By Tsvetana Paraskova of OilPrice.com
The U.S. Army will develop small-scale refineries to ensure domestic supply of critical minerals for defense and military purposes as the United States and the Western allies look to reduce their dependence on China.
“We need to come up with a way to make our own (critical minerals) domestically that we can actually monitor and control within our borders,” Mark Mezger, a munitions procurement adviser for the U.S. Army, told Reuters.
The Army is currently developing a project with the Idaho National Laboratory and gold mining company Perpetua Resources to process antimony.

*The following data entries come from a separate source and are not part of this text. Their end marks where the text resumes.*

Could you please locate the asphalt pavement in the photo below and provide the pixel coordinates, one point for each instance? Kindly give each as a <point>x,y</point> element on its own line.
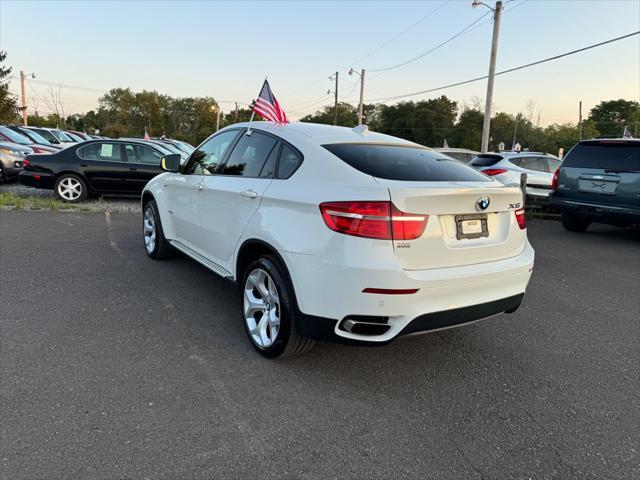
<point>113,365</point>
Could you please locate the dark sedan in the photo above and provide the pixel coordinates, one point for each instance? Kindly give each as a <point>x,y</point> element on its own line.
<point>101,167</point>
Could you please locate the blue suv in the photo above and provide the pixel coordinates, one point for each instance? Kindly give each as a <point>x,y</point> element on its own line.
<point>599,181</point>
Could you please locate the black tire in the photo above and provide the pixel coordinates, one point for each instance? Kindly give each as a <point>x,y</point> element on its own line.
<point>70,177</point>
<point>574,223</point>
<point>161,247</point>
<point>289,342</point>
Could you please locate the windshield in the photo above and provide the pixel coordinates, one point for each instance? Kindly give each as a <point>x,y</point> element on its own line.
<point>36,137</point>
<point>392,162</point>
<point>14,136</point>
<point>612,155</point>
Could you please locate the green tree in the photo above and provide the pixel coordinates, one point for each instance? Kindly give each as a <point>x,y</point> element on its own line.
<point>8,103</point>
<point>612,116</point>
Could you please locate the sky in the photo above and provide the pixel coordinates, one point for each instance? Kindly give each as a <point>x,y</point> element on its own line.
<point>225,50</point>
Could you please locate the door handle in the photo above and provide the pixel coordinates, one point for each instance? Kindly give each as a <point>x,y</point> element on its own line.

In September, the U.S. Army’s Joint Program Executive Office Armaments and Ammunition (JPEO A&A) joined Perpetua Resources Inc. to launch the Stibnite Gold Project in central Idaho. The project seeks to redevelop an abandoned mine site in Stibnite for gold and antimony sulfide, a critical component used in ammunition production. The U.S. previously obtained antimony sulfide from foreign sources until 2021 when that supply ended.
“The Stibnite project currently holds the largest identified reserve of antimony in the U.S. At an estimated 148 million lbs., it is one of the largest antimony reserves outside of foreign control,” said Maj. Gen. John T. Reim, Joint Program Executive Officer Armaments & Ammunition and Picatinny Arsenal Commanding General.
The project is “in keeping with the Army’s ongoing ‘Ground-to-Round’ assured munitions strategy to locate and engage with domestic sources for critical materials as we modernize and fortify the Arsenal of Democracy,” Reim added.
The Trump Administration is ensuring funding through buying minority stakes in North American rare earth and lithium companies and projects, while companies in the U.S. and Europe are setting up alliances with miners and refiners to have magnet supply chains outside and independent of China.
The global rare earth supply chain is among the most highly concentrated across all stages of the value chain, analysts at the International Energy Agency (IEA) wrote in a commentary in October.